While it has provided sensationalist headlines in the press and a furore on social media, employment solicitors claim that the recent ECJ ruling has not provided clarity on the issue for either for employers or employees. And employers would be ill advised to make any changes to their dress code.
“This case should be treated with extreme caution by employers, at least in the UK. It does not allow them simply to ban headscarves,” says Bob Cordran a partner at Dorsey & Whitney. “For nearly every employer in the UK this case will not change how they operate.”
While it will be interesting to see how this decision will be interpreted and applied by the UK employment tribunals in the future, the ruling is limited, points out Liz Stevens, Professional Support Lawyer at Birketts. It only goes as far as saying that if an employer’s own rules prohibit the wearing of all visible manifestations of religious belief, and if this is applied to all employees equally, it will not amount to “direct discrimination on the grounds of religion or belief”, she says.
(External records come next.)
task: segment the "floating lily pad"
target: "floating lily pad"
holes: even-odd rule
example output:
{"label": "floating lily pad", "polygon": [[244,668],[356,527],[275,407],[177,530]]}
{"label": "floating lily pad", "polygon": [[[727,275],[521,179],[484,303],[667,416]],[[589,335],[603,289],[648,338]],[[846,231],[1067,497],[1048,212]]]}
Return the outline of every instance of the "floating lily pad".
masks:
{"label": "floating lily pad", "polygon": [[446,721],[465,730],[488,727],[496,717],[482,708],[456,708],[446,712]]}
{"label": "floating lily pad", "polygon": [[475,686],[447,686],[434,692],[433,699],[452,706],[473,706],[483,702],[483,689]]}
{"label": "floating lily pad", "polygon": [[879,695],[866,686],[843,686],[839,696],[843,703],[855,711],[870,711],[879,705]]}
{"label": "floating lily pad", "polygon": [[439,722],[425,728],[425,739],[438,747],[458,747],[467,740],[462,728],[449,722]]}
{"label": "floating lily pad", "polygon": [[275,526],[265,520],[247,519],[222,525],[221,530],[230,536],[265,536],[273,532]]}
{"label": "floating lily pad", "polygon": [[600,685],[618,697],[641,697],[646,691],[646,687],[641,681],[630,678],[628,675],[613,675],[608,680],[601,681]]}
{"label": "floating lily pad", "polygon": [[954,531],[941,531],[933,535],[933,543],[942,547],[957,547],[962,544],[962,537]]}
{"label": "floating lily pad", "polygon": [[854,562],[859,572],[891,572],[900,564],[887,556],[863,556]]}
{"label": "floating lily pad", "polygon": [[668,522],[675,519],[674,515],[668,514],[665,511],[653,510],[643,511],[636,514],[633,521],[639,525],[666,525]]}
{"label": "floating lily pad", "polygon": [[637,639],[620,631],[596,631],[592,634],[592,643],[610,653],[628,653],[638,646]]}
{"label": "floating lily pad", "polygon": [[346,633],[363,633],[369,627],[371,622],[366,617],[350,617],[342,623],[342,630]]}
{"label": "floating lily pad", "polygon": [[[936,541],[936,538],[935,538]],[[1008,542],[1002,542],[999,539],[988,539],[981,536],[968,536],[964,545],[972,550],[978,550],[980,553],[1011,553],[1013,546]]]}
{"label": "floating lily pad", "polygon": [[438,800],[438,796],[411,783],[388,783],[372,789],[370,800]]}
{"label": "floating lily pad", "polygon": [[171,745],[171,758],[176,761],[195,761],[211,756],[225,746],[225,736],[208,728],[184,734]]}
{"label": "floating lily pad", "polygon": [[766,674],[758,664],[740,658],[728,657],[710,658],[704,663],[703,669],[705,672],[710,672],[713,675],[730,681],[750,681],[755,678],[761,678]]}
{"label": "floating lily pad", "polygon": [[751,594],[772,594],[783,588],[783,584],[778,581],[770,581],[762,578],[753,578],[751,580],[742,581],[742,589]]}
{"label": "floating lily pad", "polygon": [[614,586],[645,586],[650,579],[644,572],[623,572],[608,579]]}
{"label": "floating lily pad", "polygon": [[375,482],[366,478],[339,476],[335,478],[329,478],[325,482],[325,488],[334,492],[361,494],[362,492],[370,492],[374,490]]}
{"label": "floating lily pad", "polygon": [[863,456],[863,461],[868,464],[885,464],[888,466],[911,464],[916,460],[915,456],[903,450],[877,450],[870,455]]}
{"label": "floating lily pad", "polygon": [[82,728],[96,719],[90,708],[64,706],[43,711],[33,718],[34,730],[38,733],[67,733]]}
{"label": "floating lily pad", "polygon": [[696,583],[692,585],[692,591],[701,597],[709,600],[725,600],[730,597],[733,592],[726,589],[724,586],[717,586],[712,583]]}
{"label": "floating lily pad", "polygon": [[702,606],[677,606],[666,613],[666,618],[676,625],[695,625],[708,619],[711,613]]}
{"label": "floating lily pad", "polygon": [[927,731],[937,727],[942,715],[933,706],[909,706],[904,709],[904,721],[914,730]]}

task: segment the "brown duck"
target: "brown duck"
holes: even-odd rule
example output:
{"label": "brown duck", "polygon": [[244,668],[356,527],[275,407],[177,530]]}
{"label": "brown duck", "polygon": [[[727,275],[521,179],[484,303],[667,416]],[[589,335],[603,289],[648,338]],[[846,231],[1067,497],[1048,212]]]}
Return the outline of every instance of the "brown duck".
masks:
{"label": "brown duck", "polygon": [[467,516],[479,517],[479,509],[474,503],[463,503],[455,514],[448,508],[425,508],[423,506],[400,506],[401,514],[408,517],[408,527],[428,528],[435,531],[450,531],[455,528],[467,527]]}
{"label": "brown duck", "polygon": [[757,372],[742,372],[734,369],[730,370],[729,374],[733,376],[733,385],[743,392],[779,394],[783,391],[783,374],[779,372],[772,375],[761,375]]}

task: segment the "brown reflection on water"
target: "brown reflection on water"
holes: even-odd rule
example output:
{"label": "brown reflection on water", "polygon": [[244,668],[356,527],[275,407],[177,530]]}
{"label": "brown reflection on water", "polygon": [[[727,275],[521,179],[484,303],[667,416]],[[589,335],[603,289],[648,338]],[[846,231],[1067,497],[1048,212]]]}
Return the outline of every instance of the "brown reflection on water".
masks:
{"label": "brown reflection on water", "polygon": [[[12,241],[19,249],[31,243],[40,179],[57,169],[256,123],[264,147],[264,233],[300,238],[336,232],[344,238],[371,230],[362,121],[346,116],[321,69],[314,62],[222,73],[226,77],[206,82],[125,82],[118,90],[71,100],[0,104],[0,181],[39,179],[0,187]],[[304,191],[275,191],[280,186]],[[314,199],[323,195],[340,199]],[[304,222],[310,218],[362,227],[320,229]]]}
So, while it is perfectly reasonable for employers to impose a dress code, this decision is not a charter for employers to single out head scarves for special treatment, adds Paul Kelly, partner at Blacks Solicitors.
“Rather, it clarifies that a prohibition of outward expression of religion is potentially lawful – provided that it is applied equally to all employees (irrespective of religious persuasion) and is objectively justified. By contrast, banning employees from wearing religious symbols because of customers’ perceived preferences will not be a “genuine occupational requirement” – and could give rise to a claim for discrimination,” says Kelly.
The ruling by the ECJ comes after two Muslim employees (one from France and one from Belgium) were dismissed by their respective employers. The French employee was dismissed because a customer objected to her wearing a head scarf and the employee refused to remove it. The Belgian employee worked for an organisation which, in its quest to adopt a neutral position, banned employees wearing anything which signified their political, philosophical or religious beliefs. The Belgian employee was dismissed for refusing to accept the ban.
An employer purporting to impose a restriction on, for example, wearing clothing or jewellery which signifies a religious belief, may have a defence against an allegation of discrimination, says Kelly. The employer would need to show that the restriction was “a genuine occupational requirement” and that the requirement was a proportionate means of achieving a legitimate aim.
Kelly says: “But the ECJ ruled that the French employee had been discriminated against because the request by the customer – whose preference was not to be served by someone wearing head scarf – did not constitute a “genuine occupational requirement”. By contrast, the Belgian employee was not a victim of discrimination because her employer had an internal policy – a genuine occupational requirement – that applied to everyone.”
The ECJ has suggested that a desire to promote an image of religious neutrality to its customers would be considered a legitimate aim, but this, points out Stevens, might be harder for a UK employer to establish this as a genuine aim than those in European countries where a policy of religious neutrality in public life is more ingrained.
In fact, while a policy of complete neutrality – banning not only headscarves but any manifestation of political, philosophical of religious belief – may potentially be acceptable, it could still be indirectly discriminatory, says Cordran. He says it is also likely to be “wildly unpopular” with the workforce, and an employer would need to have very compelling reasons to even want to try to impose it.
“In an age of ever-increasing awareness of diversity, inclusion and tolerance of difference in the workplace, this case appears to be a large backwards step,” Cordran says.